I distinctly remember the feeling I got from watching the opening sequence where a whole Los Angeles stretch of motorists stuck in gridlocked traffic suddenly jump out and dance on the roofs of their vehicles while joyfully singing “Another Day of Sun.”

Having grown accustomed to how Vietnamese society operates, it sent a warm jolt of realization through me that also acted as a poignant sense of homecoming.

“This is what it means to be an American,” I thought. “This bold and relentless optimism.”

It’s hard to tell how much this inherent optimism still shines today. After such a contentious election, it’s clear as day that this country is starkly divided. Everyone sees that the American Dream is not as accessible as it used to be, but we can’t agree on how it got this way. We all of a sudden perceive corruption, manipulation and behind-the-scenes trickery everywhere; this has most recently manifested in those who continue to believe our president’s continued claims—still shown to lack proof at multiple levels—that the recent election was stolen from him by way of widespread fraud initiated by the “deep state.”

If this is your conviction, then what I’m about to say probably won’t ring with any meaning for your ears.

Things might not look very optimistic right now, but they could be worse. And they could be worse in a way much more visible than the grand allegations that are buzzing around social media at the moment.

I don’t want to knock any of the countries that I’ve visited overseas. They hold some of the richest cultures around and some of the nicest people you will ever meet. But plenty of them have serious issues that made me look at my own country in a whole different light.

Take Vietnam, for instance. Living there for a few years made me privy to how deeply rooted corruption can be, especially in a once-war-torn, one-party state where going against the status quo can come with serious consequences.
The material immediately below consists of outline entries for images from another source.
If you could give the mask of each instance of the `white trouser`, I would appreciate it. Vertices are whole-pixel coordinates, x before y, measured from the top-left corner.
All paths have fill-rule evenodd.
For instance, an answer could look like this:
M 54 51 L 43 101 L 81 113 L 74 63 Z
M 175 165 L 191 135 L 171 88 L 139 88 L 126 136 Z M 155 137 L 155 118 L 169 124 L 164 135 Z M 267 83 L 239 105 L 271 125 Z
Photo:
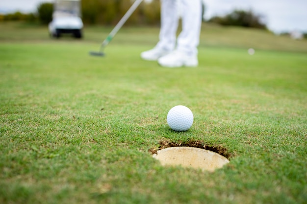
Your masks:
M 176 33 L 179 20 L 178 3 L 181 6 L 182 30 Z M 157 46 L 172 50 L 176 48 L 188 55 L 197 55 L 202 25 L 202 0 L 161 0 L 161 28 Z

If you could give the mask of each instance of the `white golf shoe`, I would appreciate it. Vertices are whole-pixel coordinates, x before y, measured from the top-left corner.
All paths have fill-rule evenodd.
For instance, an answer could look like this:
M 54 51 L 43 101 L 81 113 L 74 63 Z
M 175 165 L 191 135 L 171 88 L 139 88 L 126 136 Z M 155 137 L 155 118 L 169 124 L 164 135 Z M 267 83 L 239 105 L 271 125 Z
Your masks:
M 174 50 L 158 60 L 158 63 L 162 67 L 179 68 L 181 67 L 197 67 L 197 55 L 189 55 L 178 50 Z
M 169 50 L 155 47 L 153 49 L 142 52 L 141 57 L 145 60 L 156 61 L 161 57 L 169 53 L 170 52 Z

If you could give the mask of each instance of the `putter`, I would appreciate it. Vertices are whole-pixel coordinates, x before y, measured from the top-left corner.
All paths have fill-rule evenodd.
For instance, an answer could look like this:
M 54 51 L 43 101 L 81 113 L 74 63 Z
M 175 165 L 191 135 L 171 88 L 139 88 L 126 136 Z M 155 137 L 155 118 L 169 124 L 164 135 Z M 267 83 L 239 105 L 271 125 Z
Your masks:
M 113 38 L 116 34 L 116 33 L 117 33 L 117 32 L 118 32 L 119 29 L 121 29 L 122 26 L 123 26 L 123 25 L 124 25 L 124 24 L 126 23 L 127 20 L 128 20 L 129 17 L 130 17 L 131 15 L 133 13 L 133 12 L 135 10 L 136 8 L 137 8 L 139 5 L 140 5 L 142 1 L 143 1 L 143 0 L 136 0 L 134 1 L 134 2 L 131 6 L 130 8 L 124 15 L 123 18 L 122 18 L 122 19 L 121 19 L 121 20 L 118 22 L 117 24 L 115 26 L 115 27 L 114 27 L 113 30 L 112 30 L 110 34 L 109 34 L 106 38 L 101 44 L 99 51 L 91 51 L 90 52 L 90 55 L 99 57 L 102 57 L 104 56 L 104 53 L 103 52 L 104 47 L 109 44 L 109 43 L 110 43 L 112 39 L 113 39 Z

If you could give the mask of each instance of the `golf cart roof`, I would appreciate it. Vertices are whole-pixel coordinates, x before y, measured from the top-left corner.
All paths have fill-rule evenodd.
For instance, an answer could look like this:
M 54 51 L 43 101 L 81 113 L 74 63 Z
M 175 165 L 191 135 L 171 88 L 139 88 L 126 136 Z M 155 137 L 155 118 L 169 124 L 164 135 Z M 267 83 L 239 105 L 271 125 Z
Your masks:
M 55 0 L 55 1 L 80 1 L 81 0 Z
M 80 0 L 55 0 L 53 18 L 65 16 L 80 16 Z

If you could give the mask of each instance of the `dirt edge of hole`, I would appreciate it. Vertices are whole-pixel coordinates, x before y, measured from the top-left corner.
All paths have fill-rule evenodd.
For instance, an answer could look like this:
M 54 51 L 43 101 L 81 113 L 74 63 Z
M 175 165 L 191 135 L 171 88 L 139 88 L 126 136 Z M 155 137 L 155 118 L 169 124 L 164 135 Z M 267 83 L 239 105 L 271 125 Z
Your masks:
M 216 152 L 226 157 L 228 159 L 233 157 L 233 154 L 228 152 L 227 149 L 223 147 L 221 145 L 206 145 L 203 141 L 193 139 L 185 142 L 172 142 L 168 139 L 162 139 L 159 141 L 158 149 L 150 148 L 148 150 L 148 151 L 152 154 L 156 154 L 158 150 L 173 147 L 190 147 L 205 149 L 207 150 Z

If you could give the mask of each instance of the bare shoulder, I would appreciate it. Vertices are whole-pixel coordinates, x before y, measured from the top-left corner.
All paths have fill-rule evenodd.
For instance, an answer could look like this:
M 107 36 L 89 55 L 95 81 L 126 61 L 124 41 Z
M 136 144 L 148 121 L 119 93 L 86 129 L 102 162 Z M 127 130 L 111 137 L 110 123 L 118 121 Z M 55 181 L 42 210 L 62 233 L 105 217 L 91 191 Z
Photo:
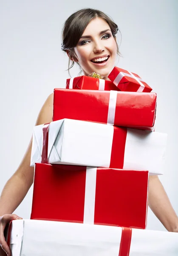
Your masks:
M 54 93 L 51 93 L 42 105 L 36 122 L 36 125 L 51 122 L 52 121 Z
Before then, I had never heard of prospective professionals needing to “apply” for seemingly average jobs by bribing employers with as much as a year’s worth of salary. I also experienced firsthand a police body that is widely known for making its living off of arbitrary traffic stops, inflated fees for all sorts of permits, and other shady activity. There is no clear path toward fixing messy problems like these, which affect the opportunities available for ordinary Vietnamese citizens.
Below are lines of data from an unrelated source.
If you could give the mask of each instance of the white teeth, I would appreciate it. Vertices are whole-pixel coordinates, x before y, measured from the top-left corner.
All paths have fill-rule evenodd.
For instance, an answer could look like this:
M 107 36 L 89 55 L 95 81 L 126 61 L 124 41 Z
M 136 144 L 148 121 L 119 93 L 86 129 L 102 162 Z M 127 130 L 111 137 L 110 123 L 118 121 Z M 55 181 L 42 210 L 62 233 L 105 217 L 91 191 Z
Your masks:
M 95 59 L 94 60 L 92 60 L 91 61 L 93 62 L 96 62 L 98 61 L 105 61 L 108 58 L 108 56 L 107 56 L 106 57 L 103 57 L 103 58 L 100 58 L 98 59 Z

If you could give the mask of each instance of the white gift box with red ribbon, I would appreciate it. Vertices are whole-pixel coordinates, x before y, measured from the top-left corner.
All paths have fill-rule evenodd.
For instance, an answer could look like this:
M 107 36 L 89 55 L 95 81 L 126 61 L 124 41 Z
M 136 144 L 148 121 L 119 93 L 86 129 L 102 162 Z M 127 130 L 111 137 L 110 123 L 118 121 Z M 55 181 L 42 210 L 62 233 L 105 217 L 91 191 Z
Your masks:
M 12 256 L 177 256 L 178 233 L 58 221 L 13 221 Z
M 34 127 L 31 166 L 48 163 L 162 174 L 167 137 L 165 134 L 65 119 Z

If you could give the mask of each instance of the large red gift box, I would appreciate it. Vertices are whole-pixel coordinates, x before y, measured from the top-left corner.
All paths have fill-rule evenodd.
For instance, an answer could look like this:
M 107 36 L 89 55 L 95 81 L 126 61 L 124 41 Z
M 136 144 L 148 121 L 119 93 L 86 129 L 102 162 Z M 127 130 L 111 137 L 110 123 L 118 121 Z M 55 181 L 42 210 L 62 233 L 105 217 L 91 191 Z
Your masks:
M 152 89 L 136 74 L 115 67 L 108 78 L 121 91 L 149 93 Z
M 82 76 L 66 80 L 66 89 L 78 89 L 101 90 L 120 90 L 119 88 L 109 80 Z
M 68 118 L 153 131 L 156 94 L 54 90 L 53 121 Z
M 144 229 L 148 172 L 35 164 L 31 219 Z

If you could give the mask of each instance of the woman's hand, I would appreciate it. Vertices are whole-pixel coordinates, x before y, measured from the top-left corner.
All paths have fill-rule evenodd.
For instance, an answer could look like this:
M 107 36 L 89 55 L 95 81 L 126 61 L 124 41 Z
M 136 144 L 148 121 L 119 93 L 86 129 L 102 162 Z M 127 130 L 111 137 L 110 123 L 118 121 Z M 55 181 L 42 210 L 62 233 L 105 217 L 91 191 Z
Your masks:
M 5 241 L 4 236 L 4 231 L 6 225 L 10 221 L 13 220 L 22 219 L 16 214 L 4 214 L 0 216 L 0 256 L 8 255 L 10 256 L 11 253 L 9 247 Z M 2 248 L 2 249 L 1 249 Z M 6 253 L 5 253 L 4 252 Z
Or gaze a bit at India, where ancient religious and social divisions—combined with a burgeoning population— have created its own severe stresses on the system. Floods of candidates compete for even low-paying positions that you or I would simply overlook. Insufficient government budgets and endemic corruption have left infrastructure barely functioning in some places, nonexistent in others. The well-supported Hindu nationalist party in power has passed legislation that, according to many, blatantly disenfranchises much of the country’s Muslim minority.
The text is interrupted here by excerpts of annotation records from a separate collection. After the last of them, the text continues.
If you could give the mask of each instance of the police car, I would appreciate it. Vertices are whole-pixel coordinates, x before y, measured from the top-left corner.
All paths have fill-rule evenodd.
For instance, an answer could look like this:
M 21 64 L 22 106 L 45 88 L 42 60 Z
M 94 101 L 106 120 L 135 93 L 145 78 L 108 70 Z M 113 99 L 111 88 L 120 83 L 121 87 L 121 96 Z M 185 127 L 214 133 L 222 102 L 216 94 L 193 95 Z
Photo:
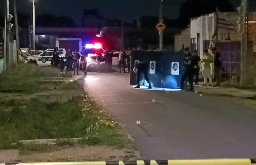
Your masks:
M 63 57 L 66 55 L 65 49 L 58 49 L 58 52 L 60 57 Z M 51 66 L 53 57 L 53 49 L 46 49 L 37 55 L 28 56 L 24 57 L 22 61 L 25 64 L 34 64 L 39 66 Z

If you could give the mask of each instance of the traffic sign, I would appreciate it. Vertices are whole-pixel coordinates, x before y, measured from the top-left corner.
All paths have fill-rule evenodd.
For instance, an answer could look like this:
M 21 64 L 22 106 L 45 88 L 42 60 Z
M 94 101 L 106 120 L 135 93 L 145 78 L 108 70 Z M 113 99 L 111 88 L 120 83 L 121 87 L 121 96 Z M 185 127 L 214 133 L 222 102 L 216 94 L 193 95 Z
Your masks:
M 163 22 L 160 22 L 156 26 L 156 28 L 160 31 L 161 31 L 165 29 L 166 27 L 166 26 L 165 25 Z

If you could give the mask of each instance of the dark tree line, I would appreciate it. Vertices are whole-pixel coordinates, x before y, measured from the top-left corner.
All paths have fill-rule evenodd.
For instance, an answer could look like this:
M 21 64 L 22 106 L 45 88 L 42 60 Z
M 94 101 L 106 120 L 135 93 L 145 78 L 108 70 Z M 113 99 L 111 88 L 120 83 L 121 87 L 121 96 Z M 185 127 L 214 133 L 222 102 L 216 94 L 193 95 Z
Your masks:
M 168 6 L 166 6 L 165 10 L 168 10 Z M 189 24 L 191 18 L 214 12 L 216 7 L 221 12 L 235 10 L 229 0 L 188 0 L 181 5 L 178 19 L 173 20 L 164 18 L 164 21 L 169 28 L 184 28 Z M 4 17 L 0 13 L 0 26 L 3 26 Z M 84 10 L 82 26 L 84 25 L 83 24 L 84 20 L 86 18 L 105 19 L 105 26 L 120 26 L 121 25 L 120 19 L 104 18 L 97 9 Z M 30 14 L 18 14 L 18 24 L 21 27 L 27 26 L 27 21 L 30 19 Z M 142 28 L 154 28 L 158 22 L 158 18 L 157 16 L 144 16 L 141 17 L 140 21 Z M 137 23 L 137 20 L 135 20 L 133 26 L 136 26 Z M 38 26 L 72 27 L 77 26 L 74 20 L 70 17 L 58 16 L 50 14 L 37 15 L 36 17 L 36 24 Z M 133 25 L 128 24 L 125 24 L 127 26 Z

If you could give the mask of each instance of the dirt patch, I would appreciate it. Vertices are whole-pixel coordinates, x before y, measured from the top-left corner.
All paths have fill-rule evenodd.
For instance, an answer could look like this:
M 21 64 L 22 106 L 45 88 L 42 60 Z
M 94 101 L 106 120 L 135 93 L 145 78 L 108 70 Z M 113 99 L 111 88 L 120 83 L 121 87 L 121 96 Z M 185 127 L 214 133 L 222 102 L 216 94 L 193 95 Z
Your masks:
M 20 155 L 18 150 L 0 150 L 0 163 L 99 160 L 135 160 L 140 157 L 130 149 L 117 149 L 106 146 L 51 146 L 47 152 Z

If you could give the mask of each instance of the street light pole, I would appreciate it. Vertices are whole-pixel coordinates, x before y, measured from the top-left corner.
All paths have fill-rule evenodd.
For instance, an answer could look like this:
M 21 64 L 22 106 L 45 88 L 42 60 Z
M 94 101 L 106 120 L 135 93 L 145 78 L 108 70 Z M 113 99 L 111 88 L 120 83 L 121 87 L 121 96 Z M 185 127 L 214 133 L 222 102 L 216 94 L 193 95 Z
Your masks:
M 163 21 L 163 0 L 160 0 L 160 7 L 159 9 L 159 22 Z M 159 31 L 159 50 L 163 51 L 163 30 Z
M 33 49 L 35 50 L 35 0 L 33 0 Z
India also introduced me to extreme poverty. It imparted something of a pessimistic outlook on me, one that figured that not everyone in the world can afford to even simply dream of substantially improving their lives, as the towering harsh realities they strive within would just crush such hopes.

So what is it about America? Are we just damn lucky?

These are challenging times for the nation, sure, but we don’t really have problems as bad as those mentioned above, and it’s hard for me to see them arising here under almost any circumstances. Rampant corruption and other related issues flourish when economies are still developing, and chronically low salaries create an environment where money has an even greater degree of power and self-interests trump social responsibility. This and many other factors remain in our favor. Beyond an apocalyptic resetting of the world as we know it, we’re due to remain “developed” well into the future, no matter what (fingers crossed).

As many daunting issues as we face, I believe that, for most of us, our habit of looking forward to the future has not altogether descended to abject hopelessness. We like to look back into the past and point to milestones that show how, despite this country’s deep flaws, we have slowly become better.

Maybe this optimism stems from the days when this nation advertised itself as “the Promised Land” for all those immigrants who came to find a better life here and, in turn, helped build the country up. Who knows why it has remained imprinted in our ethos.

I just hope I’m right in that it is still alive, somewhere.